Yervoy, approved for malignant melanoma in 2011, had $321 million in sales in the quarter, beating the average analyst estimate of $292 million. The New York-based company also bettered analyst expectations on earnings by 3 cents, reporting 48 cents a share excluding one-time items.
Bristol-Myers is testing Yervoy, the first of the company’s immunotherapies, with its experimental drug nivolumab in a range of cancers, a move that may boost future sales, analysts have said. Revenue for Eliquis, the anti-coagulant approved in 2013, was $171 million, topping a $129.2 million estimate.
“The focus remains on Bristol’s immuno-oncology,” Alex Arfaei, an analyst at BMO Capital Markets Corp., said today in a note to clients. Arfaei, based in New York, highlighted the nivolumab trials for non-small cell lung cancer, which he said have “a very high probability of success.”
Bristol-Myers rose less than 1 percent to close at $49.46 in New York. The company has gained 11 percent in the past 12 months.
Bristol-Myers is open to acquisitions of all sizes, especially in its key areas of immuno-oncology and virology, Chief Executive Officer Lamberto Andreotti said today in a conference call with analysts. The company had been named as potential acquirer for Shire Plc before AbbVie Inc. bought the Dublin-based specialty drugmaker for $55 billion on July 19. AbbVie will gain a lower tax rate by moving its legal address abroad.

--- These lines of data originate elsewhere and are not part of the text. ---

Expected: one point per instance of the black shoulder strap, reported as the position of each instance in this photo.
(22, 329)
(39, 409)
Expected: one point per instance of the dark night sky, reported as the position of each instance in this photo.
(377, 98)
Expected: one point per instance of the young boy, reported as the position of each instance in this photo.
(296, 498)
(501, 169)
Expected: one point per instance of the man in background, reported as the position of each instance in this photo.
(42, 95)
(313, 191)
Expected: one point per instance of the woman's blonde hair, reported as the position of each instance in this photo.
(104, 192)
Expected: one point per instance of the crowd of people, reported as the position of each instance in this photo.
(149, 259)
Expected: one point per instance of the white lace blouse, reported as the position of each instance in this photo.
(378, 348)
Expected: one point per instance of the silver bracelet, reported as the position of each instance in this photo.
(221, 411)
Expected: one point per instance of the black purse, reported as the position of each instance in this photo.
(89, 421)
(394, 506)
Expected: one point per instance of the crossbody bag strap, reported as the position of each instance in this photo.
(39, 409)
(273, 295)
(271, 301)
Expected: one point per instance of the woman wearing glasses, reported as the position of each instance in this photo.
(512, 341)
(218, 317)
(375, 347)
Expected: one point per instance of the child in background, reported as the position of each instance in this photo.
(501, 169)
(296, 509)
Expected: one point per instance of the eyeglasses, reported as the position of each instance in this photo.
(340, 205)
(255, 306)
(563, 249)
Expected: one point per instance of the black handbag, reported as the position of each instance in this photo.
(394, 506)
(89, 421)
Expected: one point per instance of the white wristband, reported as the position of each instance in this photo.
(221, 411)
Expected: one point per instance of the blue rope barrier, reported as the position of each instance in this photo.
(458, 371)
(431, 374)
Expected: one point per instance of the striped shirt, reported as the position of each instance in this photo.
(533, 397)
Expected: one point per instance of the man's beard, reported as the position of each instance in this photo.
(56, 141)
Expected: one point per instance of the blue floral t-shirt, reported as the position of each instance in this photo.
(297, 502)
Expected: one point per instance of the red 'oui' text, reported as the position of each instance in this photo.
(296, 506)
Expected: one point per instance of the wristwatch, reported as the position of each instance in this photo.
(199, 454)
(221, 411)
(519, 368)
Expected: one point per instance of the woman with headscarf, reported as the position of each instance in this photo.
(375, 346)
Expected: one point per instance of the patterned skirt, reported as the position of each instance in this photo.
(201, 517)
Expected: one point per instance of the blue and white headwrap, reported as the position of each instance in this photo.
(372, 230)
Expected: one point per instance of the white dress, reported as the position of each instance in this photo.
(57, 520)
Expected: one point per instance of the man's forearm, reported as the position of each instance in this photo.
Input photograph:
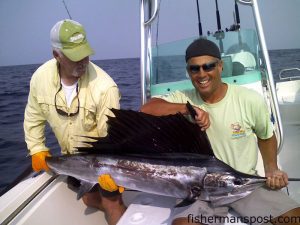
(268, 149)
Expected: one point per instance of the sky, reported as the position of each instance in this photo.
(113, 27)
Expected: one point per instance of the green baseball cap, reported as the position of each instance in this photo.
(69, 36)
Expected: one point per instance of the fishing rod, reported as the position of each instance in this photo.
(237, 14)
(67, 9)
(199, 20)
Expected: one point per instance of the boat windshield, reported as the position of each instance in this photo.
(240, 56)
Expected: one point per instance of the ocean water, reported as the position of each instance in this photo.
(14, 88)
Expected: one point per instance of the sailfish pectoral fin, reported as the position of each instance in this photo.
(84, 188)
(195, 192)
(185, 202)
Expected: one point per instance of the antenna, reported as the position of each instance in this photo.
(199, 20)
(218, 16)
(67, 9)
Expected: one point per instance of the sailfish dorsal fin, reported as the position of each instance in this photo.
(132, 132)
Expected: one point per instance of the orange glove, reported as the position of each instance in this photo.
(38, 161)
(107, 183)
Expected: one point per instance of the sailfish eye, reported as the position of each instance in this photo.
(237, 181)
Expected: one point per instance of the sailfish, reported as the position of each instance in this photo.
(163, 155)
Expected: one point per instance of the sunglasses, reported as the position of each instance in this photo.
(207, 67)
(63, 113)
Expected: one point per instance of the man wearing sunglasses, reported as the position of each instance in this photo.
(233, 117)
(74, 96)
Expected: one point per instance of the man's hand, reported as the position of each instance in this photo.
(202, 118)
(277, 179)
(38, 161)
(107, 183)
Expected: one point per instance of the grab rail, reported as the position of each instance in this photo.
(274, 100)
(290, 77)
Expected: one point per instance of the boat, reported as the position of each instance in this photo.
(40, 198)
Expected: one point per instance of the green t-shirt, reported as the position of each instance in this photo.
(236, 120)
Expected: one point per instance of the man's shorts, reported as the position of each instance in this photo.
(257, 208)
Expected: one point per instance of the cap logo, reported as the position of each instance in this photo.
(77, 38)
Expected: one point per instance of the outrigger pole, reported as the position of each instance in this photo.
(67, 9)
(199, 20)
(219, 34)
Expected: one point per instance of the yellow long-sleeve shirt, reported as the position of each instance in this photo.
(97, 93)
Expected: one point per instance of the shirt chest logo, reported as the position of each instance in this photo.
(237, 131)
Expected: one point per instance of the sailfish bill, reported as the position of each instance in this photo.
(164, 155)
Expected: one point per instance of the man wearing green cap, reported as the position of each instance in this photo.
(74, 96)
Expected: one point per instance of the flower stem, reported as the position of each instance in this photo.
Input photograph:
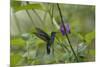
(66, 33)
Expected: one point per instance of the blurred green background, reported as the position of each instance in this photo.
(27, 49)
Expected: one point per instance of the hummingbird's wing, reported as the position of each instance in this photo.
(42, 35)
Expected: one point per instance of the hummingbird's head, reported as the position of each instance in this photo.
(53, 36)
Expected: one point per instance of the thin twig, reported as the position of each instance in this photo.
(66, 33)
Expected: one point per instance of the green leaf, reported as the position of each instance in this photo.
(89, 37)
(16, 5)
(15, 58)
(17, 42)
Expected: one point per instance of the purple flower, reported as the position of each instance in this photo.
(67, 27)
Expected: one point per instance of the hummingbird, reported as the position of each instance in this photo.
(45, 37)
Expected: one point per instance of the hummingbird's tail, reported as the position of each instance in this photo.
(48, 48)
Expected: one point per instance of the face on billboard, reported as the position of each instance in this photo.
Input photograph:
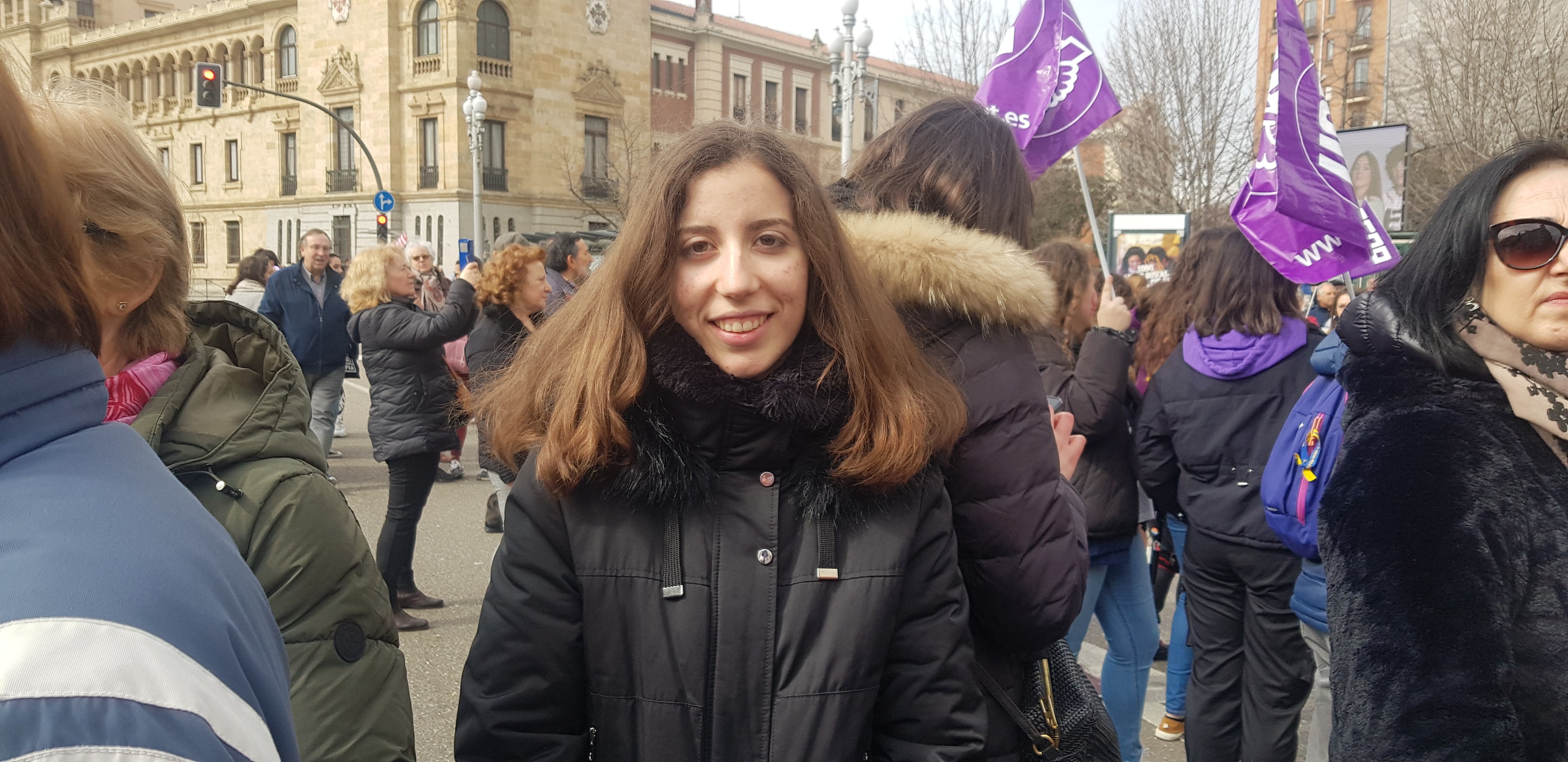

Doing a tax inversion deal is not a priority for Bristol- Myers, Chief Financial Officer Charles Bancroft said on the call, as the company has a relatively low tax rate and there may be future changes in U.S. law that would prevent such deals.
Net income for the quarter fell 37 percent to $333 million, or 20 cents a share, from $536 million, or 32 cents, a year earlier, the company said in its statement. Revenue from Abilify, the company’s best-selling drug, declined 1 percent to $555 million.
Sales of the hepatitis B drug Baraclude and HIV treatment Reyataz missed analysts’ estimates. Baraclude was affected by lower demand in China and Reyataz is facing increased competitive pressure in the HIV treatment space, Bancroft said.
The company confirmed its 2014 profit forecast of $1.70 to $1.80 a share excluding certain items.
Bristol-Myers has applied for U.S. regulatory clearance for compounds to treat hepatitis C and expects to hear from the Food and Drug Administration by Nov. 30. Their therapy, a combination of daclatasvir and asunaprevir, may compete with Gilead Sciences Inc.’s $1,000-a-pill Sovaldi.
The company said yesterday it will partner with Osaka-based Ono Pharmaceutical Co. to develop and commercialize immuno- oncology treatments for patients in Japan, South Korea, and Taiwan.